In an email sent Friday in response to an NBC News inquiry, Ramsey said he first encountered the fake tweet on another website. “We will reply to tweets we see on various message boards and newsgroups. If we find that the tweet is not legitimate or satire, we will remove it,” he wrote. The tweet was deleted seconds later.
By Wednesday, the fake tweet had gone viral, being shared by many popular accounts, garnering millions of views and hundreds of thousands of likes and shares.
Right-wing Twitter commentator Ian Miles Cheong, who Twitter owner Elon Musk frequently replies to, added, “She deleted the tweet. I wonder why.” Chung has since deleted the tweet.
Jenna Ellis, a right-wing political commentator and former attorney in President Donald Trump’s attempt to overturn the 2020 election, said: tweetedwith the comment “delusional justification”.
In response to the harassing messages, Solenkova did what she could to stop the pile-up and made her Twitter account private. But some took it not as proof that their flock was causing harm, but as proof that the tweet was genuine.

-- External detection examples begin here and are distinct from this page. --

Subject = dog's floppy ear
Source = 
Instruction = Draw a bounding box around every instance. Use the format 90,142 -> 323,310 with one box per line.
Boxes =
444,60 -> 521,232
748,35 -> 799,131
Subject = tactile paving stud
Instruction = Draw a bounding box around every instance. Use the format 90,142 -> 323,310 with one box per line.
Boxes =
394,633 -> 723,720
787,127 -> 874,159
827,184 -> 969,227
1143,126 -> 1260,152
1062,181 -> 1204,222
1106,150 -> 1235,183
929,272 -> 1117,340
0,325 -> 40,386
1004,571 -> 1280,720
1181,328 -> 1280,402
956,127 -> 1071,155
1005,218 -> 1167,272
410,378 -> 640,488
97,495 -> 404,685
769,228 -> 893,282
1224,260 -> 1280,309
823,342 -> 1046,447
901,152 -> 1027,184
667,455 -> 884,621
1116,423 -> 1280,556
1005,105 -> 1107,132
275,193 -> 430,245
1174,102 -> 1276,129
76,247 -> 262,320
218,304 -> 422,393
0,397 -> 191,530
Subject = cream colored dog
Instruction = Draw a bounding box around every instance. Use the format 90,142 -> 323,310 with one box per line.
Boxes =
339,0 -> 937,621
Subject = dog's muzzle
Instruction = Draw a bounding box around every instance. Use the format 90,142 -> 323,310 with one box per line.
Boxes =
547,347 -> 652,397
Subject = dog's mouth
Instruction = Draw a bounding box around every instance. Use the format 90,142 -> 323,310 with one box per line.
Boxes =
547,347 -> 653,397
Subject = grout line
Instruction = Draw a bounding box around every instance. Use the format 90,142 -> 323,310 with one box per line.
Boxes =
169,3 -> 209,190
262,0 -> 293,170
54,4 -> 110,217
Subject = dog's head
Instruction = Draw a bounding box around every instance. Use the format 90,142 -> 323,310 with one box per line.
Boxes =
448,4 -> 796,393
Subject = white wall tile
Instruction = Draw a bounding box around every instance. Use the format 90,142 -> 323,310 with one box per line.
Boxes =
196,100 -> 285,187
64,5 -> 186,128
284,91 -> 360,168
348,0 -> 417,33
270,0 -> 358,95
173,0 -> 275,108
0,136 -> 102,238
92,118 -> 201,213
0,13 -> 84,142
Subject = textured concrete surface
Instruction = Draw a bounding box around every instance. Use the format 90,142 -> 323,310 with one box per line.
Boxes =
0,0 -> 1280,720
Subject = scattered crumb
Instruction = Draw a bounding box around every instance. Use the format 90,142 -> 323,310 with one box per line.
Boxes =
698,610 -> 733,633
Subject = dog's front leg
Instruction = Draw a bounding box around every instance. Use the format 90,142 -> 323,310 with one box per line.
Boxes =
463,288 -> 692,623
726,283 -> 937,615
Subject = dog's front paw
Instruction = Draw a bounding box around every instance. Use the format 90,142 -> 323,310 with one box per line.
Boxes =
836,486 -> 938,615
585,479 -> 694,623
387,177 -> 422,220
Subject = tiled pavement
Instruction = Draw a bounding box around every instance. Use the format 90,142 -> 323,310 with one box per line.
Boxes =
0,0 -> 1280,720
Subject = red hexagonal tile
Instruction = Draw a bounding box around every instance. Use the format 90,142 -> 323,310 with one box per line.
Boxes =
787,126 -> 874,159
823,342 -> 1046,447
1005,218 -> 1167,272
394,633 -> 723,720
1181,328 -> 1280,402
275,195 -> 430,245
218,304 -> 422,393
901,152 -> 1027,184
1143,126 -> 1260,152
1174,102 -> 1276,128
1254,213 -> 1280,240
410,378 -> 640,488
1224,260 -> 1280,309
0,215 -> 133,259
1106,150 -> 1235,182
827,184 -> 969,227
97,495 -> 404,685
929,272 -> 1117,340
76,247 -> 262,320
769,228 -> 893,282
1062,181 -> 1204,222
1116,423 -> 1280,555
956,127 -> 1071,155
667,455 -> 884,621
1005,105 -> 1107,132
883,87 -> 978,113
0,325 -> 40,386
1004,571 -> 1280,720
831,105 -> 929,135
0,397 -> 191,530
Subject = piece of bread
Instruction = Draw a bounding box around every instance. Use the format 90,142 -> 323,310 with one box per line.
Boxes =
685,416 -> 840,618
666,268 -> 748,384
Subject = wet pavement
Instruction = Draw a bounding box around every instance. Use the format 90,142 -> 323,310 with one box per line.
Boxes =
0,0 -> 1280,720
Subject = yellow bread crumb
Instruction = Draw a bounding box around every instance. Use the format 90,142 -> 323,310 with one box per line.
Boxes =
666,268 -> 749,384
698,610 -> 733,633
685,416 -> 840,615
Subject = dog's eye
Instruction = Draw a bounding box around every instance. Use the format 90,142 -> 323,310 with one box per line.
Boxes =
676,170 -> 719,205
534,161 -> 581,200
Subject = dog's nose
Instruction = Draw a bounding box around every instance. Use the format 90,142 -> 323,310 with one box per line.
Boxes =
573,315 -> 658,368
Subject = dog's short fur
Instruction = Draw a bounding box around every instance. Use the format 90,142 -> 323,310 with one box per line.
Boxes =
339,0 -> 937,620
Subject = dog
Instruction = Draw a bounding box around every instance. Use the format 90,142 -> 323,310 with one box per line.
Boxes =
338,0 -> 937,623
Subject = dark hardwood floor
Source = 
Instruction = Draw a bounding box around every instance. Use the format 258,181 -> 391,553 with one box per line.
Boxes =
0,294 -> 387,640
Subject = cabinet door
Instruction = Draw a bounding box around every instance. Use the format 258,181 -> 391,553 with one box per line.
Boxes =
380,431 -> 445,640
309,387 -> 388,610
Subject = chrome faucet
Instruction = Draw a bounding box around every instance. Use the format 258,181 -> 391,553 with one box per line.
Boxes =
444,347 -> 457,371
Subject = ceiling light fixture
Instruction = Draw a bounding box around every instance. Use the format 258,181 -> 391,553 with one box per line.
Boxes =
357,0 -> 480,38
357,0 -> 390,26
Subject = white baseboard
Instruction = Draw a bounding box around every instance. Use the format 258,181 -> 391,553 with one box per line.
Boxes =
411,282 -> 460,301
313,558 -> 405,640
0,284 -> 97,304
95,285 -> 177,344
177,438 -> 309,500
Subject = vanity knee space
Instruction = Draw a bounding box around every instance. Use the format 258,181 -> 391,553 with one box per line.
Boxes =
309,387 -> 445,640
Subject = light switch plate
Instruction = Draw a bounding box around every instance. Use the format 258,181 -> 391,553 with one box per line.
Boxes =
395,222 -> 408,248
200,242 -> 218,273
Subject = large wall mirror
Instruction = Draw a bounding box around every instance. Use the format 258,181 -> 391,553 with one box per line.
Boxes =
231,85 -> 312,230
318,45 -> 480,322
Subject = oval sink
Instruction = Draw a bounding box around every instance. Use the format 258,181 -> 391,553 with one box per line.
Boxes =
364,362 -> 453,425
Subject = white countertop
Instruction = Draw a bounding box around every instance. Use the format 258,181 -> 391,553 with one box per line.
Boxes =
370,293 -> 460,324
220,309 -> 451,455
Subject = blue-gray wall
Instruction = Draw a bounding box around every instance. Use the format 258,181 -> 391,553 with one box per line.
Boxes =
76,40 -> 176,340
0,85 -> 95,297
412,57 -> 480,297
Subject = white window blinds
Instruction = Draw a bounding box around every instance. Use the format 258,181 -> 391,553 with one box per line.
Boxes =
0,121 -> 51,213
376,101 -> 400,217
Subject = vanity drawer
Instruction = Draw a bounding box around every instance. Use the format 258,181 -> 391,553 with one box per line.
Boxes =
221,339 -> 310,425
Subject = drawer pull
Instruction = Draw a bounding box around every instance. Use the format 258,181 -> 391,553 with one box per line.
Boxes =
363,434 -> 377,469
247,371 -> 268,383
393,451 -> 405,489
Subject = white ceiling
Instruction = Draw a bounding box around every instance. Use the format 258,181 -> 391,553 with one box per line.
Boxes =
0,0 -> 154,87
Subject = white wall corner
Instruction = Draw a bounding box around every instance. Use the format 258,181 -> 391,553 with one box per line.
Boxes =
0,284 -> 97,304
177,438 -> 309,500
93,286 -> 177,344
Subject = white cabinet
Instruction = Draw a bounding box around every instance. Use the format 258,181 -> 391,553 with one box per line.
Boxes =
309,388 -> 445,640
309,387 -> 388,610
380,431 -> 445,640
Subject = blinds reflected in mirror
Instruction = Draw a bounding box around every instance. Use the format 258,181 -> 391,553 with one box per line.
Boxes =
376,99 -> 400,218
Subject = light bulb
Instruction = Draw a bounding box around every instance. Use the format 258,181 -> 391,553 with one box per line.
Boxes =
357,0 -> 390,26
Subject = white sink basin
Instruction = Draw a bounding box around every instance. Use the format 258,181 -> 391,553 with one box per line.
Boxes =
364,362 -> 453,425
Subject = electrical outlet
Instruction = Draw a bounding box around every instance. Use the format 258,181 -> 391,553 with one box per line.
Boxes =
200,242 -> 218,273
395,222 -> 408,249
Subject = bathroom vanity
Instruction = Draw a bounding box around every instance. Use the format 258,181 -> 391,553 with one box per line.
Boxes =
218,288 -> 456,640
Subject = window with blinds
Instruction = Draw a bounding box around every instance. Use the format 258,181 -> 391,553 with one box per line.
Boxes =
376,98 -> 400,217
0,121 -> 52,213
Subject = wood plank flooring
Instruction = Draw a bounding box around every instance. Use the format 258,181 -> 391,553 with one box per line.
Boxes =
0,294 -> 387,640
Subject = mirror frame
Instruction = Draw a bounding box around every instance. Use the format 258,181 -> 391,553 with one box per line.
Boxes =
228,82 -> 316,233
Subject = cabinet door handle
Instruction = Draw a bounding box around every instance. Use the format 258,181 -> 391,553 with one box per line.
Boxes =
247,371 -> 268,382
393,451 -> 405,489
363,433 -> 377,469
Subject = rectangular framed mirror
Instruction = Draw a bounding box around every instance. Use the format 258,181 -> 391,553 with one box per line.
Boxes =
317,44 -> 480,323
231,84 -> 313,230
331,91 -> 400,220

“At first I thought it was a parody account” murmured Canadian lawyer and YouTuber David Freiheit. “Then I went to check her profile and her tweet was protected to show it wasn’t a parody. bottom!”
Solenkova said she repeatedly reported the tweet to Twitter and asked her 30,000 followers to do the same. Her Twitter response, shared by NBC News, said the company determined the tweet did not violate its policies. “In order for an account to violate our policy, it must portray another person or business in a misleading or deceptive manner,” the message said.
Amid Musk’s acquisition in November, critics question the company’s ability to bounce back misinformation, dislike When impersonation on the platform. Twitter did not respond to a request for comment about her experience with Solenkova. Ella Irwin, Twitter’s vice president of trust and safety, did not respond to her email requesting comment.
By Wednesday, the fake tweets were streaming into Spotify’s podcast “The Joe Rogan Experience,” where an 11-minute segment analyzing the tweets aired and was shown during the discussion.
Logan told guest Brett Weinstein:He is a former biology professor at Evergreen State University in Washington, who is promoting an unproven coronavirus cure. Contains ivermectin.
“This woman’s take on this is this perfect encapsulation of this ideological capture we see on social media,” Logan said.
On Thursday, Logan temporarily deleted the episode. explained on twitter that he was deceived; “My sincerest apologies to everyone, especially those who were deceived,” he tweeted.
This episode was later republished without any discussion of the fake tweets.
Weinstein murmured It claimed that deletion was the only way to “protect the subject of impersonation.”Still, the video for this segment remains online and is being circulated by accounts unaffiliated with Logan.. One video has over 5 million views on Twitter.
A spokeswoman for Logan did not return a request for comment. Weinstein did not respond to a request for comment.
“You deconstruct my name, you show me a picture, you spend 11 minutes people searching me on Google,” Solenkova said, adding that the forgery and its expansion could lead to her career as a mobile doctor. He added that he feared it could have a lasting effect on
“I’m doing my best,” she said. “I know I didn’t write this. But does it pop up in complaints to the medical board? In my Google search results? I’m trying to calm down and think. ,” But people need to know that this can happen to any of us.